Guiding Principles for Early Intervention Autism Research
These 10 guiding principles represent ideas that we believe should be considered in all Early Intervention (EI) autism research. Following these guiding principles will contribute to research and clinical practice that is helps autistic children and their families within the full context of their lives. It can also guide adaptations to existing approaches so that they are more aligned with community expectations and priorities. The principles listed below represent our group’s values and perspectives about autism research and the goals of the EI system.
Early Intervention Autism Researchers Should...
Guiding Principle 1: Consider the long-term effects of therapies and supports for autistic children and families.
- Long-term outcomes that are critical to prioritize for children include: Quality of life and well-being, mental health, anxiety, and depression, functional and meaningful communication, autonomy, self-advocacy, coping skills, daily living skills, feelings of belonging and inclusion in their community, and self-regulation
- Long-term outcomes that are critical to prioritize for caregivers and families include: Quality of life and well-being, mental health, quality of family relationships, sustainability, advocacy, feelings of belonging and inclusion in their community, and understanding of their child’s changing needs
Guiding Principle 2: Consider the real-world application of therapies and supports, including a) how therapies fit existing systems and social/cultural contexts, and b) how systems change as children age.
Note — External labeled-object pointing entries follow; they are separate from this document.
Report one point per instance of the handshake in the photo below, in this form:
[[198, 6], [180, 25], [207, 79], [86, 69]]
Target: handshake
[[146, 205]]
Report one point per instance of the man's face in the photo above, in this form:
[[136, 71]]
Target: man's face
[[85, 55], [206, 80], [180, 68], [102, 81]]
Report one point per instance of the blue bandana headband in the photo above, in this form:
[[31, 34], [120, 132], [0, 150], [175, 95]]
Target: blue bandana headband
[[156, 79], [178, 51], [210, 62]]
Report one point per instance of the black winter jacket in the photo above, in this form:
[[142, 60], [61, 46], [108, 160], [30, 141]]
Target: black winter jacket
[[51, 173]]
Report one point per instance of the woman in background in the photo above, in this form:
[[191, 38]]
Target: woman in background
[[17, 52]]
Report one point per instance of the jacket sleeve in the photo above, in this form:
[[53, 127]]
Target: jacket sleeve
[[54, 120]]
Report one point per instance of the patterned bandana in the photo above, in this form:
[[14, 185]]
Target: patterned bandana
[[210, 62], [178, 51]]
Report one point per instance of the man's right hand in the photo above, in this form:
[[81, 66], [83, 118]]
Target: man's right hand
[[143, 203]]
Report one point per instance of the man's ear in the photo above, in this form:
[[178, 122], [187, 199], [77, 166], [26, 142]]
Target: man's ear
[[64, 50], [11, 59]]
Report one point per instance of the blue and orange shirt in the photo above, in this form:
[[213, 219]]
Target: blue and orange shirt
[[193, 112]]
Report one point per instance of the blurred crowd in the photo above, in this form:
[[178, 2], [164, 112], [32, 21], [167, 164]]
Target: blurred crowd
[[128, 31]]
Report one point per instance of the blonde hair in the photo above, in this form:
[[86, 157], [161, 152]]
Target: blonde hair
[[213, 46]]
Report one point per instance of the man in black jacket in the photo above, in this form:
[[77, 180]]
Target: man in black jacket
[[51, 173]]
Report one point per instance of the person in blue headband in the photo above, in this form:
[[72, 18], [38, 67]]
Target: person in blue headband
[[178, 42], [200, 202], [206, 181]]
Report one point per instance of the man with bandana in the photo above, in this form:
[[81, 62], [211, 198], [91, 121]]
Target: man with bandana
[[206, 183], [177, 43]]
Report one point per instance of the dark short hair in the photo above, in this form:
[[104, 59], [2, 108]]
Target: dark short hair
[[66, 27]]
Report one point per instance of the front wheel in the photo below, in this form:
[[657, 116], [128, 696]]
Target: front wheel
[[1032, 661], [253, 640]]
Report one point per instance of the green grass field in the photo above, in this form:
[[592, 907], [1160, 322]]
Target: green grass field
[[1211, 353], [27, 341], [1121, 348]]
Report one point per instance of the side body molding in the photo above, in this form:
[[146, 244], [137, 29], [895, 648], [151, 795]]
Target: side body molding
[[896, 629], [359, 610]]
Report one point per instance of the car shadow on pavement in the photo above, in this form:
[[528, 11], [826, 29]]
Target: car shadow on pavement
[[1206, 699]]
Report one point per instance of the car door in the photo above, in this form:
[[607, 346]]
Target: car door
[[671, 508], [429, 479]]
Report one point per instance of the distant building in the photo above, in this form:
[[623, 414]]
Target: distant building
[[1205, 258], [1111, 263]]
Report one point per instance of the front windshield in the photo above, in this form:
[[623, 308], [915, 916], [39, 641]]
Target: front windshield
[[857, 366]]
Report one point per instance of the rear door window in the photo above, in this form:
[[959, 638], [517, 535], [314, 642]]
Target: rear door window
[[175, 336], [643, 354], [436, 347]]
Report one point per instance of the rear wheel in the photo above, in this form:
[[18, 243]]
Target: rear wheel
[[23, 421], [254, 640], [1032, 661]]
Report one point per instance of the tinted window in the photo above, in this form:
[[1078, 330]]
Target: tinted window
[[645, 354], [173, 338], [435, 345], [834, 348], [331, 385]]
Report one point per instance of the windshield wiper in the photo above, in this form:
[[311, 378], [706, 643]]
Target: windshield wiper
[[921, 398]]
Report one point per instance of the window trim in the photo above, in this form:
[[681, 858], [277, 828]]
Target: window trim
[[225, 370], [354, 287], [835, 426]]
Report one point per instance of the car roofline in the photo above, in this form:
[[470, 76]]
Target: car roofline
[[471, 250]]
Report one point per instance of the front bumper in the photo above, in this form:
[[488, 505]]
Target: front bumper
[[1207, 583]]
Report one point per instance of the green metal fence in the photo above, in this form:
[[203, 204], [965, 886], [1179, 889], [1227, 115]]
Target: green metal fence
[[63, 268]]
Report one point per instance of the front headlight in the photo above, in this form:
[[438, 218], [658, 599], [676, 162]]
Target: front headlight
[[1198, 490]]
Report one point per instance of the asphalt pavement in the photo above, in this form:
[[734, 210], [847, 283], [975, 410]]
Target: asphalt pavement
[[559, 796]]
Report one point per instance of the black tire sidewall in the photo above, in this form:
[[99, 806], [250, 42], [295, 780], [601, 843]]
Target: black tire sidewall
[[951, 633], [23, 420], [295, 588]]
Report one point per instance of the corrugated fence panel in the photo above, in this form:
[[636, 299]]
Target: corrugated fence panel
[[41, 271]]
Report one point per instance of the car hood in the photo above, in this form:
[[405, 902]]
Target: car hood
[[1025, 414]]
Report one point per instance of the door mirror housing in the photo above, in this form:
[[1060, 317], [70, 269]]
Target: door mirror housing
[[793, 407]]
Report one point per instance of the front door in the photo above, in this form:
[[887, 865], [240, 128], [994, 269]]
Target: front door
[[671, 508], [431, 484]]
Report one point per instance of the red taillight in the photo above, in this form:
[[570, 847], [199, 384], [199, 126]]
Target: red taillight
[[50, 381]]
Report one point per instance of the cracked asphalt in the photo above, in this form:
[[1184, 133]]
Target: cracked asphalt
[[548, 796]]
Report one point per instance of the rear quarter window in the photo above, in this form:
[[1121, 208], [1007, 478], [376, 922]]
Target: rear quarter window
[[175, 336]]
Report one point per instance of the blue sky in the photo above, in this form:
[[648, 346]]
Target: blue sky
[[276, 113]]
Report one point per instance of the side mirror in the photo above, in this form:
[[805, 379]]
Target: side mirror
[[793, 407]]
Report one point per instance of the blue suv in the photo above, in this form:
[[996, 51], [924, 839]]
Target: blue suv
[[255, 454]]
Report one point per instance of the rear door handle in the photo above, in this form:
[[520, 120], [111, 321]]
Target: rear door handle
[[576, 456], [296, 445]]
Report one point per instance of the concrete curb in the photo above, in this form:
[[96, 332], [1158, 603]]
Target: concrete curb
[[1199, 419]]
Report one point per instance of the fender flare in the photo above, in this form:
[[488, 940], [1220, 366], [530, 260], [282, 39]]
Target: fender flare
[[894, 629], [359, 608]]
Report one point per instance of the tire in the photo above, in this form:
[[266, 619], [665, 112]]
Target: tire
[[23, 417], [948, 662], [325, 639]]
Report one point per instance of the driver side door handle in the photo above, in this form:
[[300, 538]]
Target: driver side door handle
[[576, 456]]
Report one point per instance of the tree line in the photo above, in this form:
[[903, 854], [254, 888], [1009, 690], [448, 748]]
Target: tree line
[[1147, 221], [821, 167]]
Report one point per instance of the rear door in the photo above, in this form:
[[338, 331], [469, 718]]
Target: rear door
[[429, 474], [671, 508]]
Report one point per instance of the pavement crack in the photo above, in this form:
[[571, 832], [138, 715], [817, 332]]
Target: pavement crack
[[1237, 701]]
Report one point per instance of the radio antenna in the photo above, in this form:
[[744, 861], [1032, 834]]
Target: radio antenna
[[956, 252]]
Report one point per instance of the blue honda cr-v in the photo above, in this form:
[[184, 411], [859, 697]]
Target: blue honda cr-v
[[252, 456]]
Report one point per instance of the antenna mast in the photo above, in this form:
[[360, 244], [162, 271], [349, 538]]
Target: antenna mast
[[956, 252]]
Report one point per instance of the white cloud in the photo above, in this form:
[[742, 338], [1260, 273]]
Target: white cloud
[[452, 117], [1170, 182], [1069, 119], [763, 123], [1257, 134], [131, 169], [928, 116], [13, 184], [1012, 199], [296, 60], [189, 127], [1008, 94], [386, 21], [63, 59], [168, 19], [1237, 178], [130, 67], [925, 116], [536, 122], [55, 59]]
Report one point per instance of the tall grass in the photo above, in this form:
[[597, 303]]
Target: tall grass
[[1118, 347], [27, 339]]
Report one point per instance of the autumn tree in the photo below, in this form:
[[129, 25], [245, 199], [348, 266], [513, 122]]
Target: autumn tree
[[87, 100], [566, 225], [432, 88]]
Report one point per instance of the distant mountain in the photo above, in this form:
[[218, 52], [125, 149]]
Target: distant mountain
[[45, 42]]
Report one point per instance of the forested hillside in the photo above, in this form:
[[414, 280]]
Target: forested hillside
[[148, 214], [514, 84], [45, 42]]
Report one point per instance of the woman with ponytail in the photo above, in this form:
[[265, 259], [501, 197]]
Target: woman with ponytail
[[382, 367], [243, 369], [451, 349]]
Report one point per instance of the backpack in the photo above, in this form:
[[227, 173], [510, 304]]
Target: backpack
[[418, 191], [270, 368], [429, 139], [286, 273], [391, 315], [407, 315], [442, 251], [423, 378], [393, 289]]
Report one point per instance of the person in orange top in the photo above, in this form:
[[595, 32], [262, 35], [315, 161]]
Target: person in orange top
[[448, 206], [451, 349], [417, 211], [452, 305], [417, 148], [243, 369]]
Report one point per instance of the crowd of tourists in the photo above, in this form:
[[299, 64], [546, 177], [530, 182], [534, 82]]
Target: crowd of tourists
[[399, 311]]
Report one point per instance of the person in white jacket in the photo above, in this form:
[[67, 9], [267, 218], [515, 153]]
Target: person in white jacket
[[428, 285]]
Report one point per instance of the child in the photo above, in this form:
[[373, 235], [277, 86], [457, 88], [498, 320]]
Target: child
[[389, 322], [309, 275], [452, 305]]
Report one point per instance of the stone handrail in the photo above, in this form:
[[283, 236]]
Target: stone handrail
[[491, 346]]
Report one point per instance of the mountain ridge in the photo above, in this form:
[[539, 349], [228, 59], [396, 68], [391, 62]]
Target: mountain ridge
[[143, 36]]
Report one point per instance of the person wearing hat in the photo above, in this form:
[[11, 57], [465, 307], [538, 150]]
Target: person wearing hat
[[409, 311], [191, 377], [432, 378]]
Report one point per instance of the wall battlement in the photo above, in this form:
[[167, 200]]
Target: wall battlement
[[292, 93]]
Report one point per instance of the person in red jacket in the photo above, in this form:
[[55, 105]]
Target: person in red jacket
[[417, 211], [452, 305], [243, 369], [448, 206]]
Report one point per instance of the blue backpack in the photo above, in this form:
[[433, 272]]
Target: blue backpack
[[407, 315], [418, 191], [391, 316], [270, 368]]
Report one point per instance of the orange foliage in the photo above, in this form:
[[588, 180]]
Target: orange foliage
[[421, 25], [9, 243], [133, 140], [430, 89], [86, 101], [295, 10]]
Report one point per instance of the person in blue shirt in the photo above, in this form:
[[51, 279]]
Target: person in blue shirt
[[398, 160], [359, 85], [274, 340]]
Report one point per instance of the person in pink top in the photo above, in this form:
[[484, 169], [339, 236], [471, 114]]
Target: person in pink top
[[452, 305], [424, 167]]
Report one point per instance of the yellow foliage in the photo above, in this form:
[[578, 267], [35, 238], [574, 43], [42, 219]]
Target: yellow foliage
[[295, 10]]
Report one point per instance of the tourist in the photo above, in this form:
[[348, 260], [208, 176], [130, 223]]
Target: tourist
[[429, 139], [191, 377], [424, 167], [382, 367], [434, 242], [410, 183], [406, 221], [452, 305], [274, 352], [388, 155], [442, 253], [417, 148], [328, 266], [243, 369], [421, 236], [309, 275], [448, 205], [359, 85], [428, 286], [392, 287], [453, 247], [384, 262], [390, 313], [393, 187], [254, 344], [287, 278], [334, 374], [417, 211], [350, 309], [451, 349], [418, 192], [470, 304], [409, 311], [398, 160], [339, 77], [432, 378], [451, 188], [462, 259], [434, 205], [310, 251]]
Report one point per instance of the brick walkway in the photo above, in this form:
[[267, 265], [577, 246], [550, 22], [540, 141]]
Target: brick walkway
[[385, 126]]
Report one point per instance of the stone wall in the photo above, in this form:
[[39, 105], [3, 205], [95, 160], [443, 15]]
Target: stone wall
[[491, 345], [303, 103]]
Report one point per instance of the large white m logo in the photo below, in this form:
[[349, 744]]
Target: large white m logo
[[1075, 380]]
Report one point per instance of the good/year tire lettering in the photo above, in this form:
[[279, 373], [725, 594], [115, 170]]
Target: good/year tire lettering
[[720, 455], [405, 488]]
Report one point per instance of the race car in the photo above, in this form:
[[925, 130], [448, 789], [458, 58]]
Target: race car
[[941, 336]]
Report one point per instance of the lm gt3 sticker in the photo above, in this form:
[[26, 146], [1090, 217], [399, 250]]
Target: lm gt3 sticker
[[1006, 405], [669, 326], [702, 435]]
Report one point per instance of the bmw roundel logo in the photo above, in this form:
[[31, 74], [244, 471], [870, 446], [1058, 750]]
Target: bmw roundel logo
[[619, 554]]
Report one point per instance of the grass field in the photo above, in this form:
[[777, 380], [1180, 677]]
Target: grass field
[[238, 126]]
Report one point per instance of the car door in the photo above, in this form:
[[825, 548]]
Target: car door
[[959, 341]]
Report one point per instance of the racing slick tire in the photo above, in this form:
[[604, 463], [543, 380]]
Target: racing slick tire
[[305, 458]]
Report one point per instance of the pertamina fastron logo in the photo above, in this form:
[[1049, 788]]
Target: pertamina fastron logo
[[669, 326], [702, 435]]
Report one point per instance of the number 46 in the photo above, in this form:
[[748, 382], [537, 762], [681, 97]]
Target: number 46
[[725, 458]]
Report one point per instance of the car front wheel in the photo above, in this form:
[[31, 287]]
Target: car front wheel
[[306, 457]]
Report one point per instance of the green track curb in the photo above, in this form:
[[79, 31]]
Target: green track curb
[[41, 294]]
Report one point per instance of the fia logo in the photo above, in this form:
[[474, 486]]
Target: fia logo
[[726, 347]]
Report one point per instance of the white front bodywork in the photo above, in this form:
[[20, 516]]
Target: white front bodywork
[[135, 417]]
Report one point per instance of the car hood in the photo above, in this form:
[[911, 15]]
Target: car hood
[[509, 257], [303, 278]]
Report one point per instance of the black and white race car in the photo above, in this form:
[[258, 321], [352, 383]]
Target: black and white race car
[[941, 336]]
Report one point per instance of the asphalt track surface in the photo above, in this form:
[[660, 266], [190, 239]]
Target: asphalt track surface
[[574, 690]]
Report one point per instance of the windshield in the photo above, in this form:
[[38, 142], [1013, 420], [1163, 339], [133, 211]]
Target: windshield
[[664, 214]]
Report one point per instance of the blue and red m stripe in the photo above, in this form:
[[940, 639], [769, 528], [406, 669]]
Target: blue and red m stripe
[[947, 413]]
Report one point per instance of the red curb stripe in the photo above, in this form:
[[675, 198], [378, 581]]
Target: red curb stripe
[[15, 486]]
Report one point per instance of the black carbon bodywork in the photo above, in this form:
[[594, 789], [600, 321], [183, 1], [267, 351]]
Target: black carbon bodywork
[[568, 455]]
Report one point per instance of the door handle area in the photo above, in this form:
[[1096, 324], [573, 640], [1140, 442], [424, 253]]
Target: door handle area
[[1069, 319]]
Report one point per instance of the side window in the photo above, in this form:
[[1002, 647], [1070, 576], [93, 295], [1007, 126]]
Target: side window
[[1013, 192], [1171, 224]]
The nature of the goals, service delivery models, and eligibility criteria between EI and services provided by Part B of the Individuals with Disabilities Education Act (e.g., preschool settings) is vastly different. This makes it difficult to translate research to real-world settings depending on the child’s age and characteristics, especially for families who cannot access additional services through insurance or out of pocket.
Guiding Principle 3: Consider the ways that skills in different areas of development “overlap” and influence each other.
Guiding Principle 4: Focus on understanding uniquely autistic (and/or neurodivergent) ways of learning and developing.
Guiding Principle 5: Ask autistic people and families about their actual challenges to develop therapies that are relevant without promoting stigma.
Guiding Principle 6: Design strengths-based therapies, diagnostic evaluations, and systems of support
Strengths-based therapies do not deny that autistic children face challenges. These therapies focus on promoting autistic children’s strengths and using these strengths, and unique ways of learning, to support development in areas of challenge. This includes incorporating a child’s interests in therapy, creating goals and strategies based on existing skills, and individualizing therapies based on each child’s unique developmental trajectory and apparent styles of learning and processing. EI therapies should meet children where they are at and respect their preferences rather than enforcing a standard based solely on adult preferences. This may better support their autonomy and engagement in the therapy process.
Even after a child has a diagnosis, diagnostic and educational evaluations continue to compare them to a “norm” that is not appropriate instead of focusing on ways the child has grown and changed over time. This can be stigmatizing for children and families in a long-term way as the child enters preschool and school-based services.
Guiding Principle 7: Consider the influence of culture on values, caregiving styles, autism characteristics, and development to create culturally-specific and relevant therapies and supports.
Beliefs about autism may also vary for different cultural and religious groups due to cultural and systemic factors. This must be taken into account when developing supports for autistic children and their families, and when educating families about autism.
Many families face stigma or systemic barriers to accessing services and information due to structural racism and bias based on language, ethnicity, religion, and more. These systemic barriers must be taken into account when first developing and designing supports, not as an afterthought for adapting interventions. Researchers must prioritize the planning and funding of activities associated with designing culturally-responsive and/or culturally-specific therapies (e.g., hiring a professional translator instead of relying on a bilingual member of the team) to ensure they are appropriate.
Guiding Principle 8: Consider the influence of biological sex and gender expression and/or expectations on autism characteristics, caregiver-child interactions, and developmental goals.
Guiding Principle 9: Focus on individualizing therapies and supports based on unique characteristics and family priorities, rather than treating all autistic people in the same way.
Autistic people vary greatly in their communication, sensory, motor, executive functioning, and daily living skills. These may all have an impact on the supports that they would benefit from. Although it is important to understand “uniquely autistic” development and learning, it is vital not to make assumptions about a child’s needs based on their diagnosis.
Guiding Principle 10: Consider ways in which different people in the child’s environment (e.g., caregiver, family, peer, provider, and systems-level interactions) influence autistic children’s development
Therefore, to best support autistic toddlers, researchers should also consider ways to support caregivers, family members, peers, and providers (e.g., clinicians, pediatricians). These supports should be made accessible to the diverse caregivers, family members, peers, and providers in the child’s environment (e.g., multilingual supports, culturally-responsive supports).